Exclusive contracts allow vendors to "brand" our children. Coke and Pepsi know that if they can brand our children young, they may have customers for life worth tens of thousands of dollars each.
If they can get to those kids in school, in a captive environment, by bribing hard-up school districts with cash or score boards and penny per bottle commissions, well....
It's a free country.
Next to the giant bottle on the Coke machine, there is a picture of three attractive teens. Average-looking kids don't sell Coke. Two knock back a swallow while the third, alluring youth offers a bottle to the room. There is promise in his smile, if danger in his eyes.
The formula for Coke is a "trade secret." Once it contained cocaine. Maybe what's in that bottle now still makes us thirsty for another. How would we know?
The freedom to have "trade secrets" has trumped freedom of information, but without information, we cannot make free decisions about what we eat and breathe.
The teens on the Coke machine promise fun, peer approval and satisfaction. They don't warn of diabetes, lack of concentration and obesity. That message is offered somewhere else in school, but probably not as effectively.
And the student body fund gets $6 to $8 for every case sold.
We are not completely logical beings, always doing the right thing, not even always doing what we think we want. Neither are we simply biological beings.
But we are becoming a society of manipulated consumers. Schools should educate our children to these manipulations, not collude with the manipulators.
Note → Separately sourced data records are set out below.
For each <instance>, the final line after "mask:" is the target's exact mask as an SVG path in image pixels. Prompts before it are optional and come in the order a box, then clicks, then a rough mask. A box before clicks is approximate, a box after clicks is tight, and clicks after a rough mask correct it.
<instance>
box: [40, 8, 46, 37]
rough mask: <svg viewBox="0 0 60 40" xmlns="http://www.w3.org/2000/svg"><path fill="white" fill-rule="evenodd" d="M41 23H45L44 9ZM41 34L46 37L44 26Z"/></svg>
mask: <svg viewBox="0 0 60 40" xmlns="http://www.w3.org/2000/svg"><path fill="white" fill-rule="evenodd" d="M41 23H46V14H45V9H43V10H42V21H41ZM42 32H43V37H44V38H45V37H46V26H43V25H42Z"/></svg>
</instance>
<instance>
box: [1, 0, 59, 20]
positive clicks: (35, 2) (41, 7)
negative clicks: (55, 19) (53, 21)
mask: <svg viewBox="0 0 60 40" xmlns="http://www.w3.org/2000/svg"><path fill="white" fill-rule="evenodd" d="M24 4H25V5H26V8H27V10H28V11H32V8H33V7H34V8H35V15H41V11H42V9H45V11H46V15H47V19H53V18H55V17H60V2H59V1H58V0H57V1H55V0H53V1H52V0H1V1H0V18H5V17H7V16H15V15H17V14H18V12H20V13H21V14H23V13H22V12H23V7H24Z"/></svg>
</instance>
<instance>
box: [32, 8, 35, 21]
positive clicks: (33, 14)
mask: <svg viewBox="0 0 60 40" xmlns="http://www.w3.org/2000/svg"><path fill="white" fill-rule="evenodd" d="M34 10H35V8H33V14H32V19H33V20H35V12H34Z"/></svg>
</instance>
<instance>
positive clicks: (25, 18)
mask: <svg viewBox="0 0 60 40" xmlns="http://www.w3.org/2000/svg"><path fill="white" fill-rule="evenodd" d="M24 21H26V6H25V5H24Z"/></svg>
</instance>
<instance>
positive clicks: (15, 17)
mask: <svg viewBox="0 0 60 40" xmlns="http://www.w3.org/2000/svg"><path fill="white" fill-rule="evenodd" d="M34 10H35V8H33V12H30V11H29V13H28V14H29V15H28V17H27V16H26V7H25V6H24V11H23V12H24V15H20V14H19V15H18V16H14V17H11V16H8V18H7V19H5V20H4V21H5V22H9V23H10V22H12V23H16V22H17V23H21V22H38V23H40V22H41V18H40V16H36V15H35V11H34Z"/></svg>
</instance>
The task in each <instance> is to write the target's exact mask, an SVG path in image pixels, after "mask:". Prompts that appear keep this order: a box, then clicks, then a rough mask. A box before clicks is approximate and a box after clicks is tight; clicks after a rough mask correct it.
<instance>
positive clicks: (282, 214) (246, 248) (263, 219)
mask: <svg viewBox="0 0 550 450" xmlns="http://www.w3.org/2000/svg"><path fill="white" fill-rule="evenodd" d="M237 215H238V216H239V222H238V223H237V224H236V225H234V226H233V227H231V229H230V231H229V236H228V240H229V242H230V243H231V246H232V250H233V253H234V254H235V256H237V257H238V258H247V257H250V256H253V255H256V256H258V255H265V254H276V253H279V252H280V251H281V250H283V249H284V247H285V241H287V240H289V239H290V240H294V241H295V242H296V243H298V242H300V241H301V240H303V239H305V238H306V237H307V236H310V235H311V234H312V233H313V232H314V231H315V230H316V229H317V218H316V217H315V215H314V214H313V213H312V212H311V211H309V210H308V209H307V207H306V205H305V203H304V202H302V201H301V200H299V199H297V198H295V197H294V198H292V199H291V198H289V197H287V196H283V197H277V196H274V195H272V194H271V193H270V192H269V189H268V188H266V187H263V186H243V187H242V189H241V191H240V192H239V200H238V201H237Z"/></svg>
Ads on TV suggest we ask our doctor for prescription drugs. Health insurance costs skyrocket because insanely expensive drugs are covered by patents protected by campaign contributions to compliant senators. Advertised drugs even allow us to reduce blood fat caused by drinking so much Coke and eating so many cheeseburgers.
Perhaps this is the inevitable result of an economy based on freedom of the individual consumer, an economy that has generated the highest standard of living the world has ever known.
But if we are being manipulated, if facts are being withheld, we may need to ask if our desires are really our own.
If it is hard to believe this is the apex of our destiny, it is also hard to think of a time or place when we've had more freedom to change.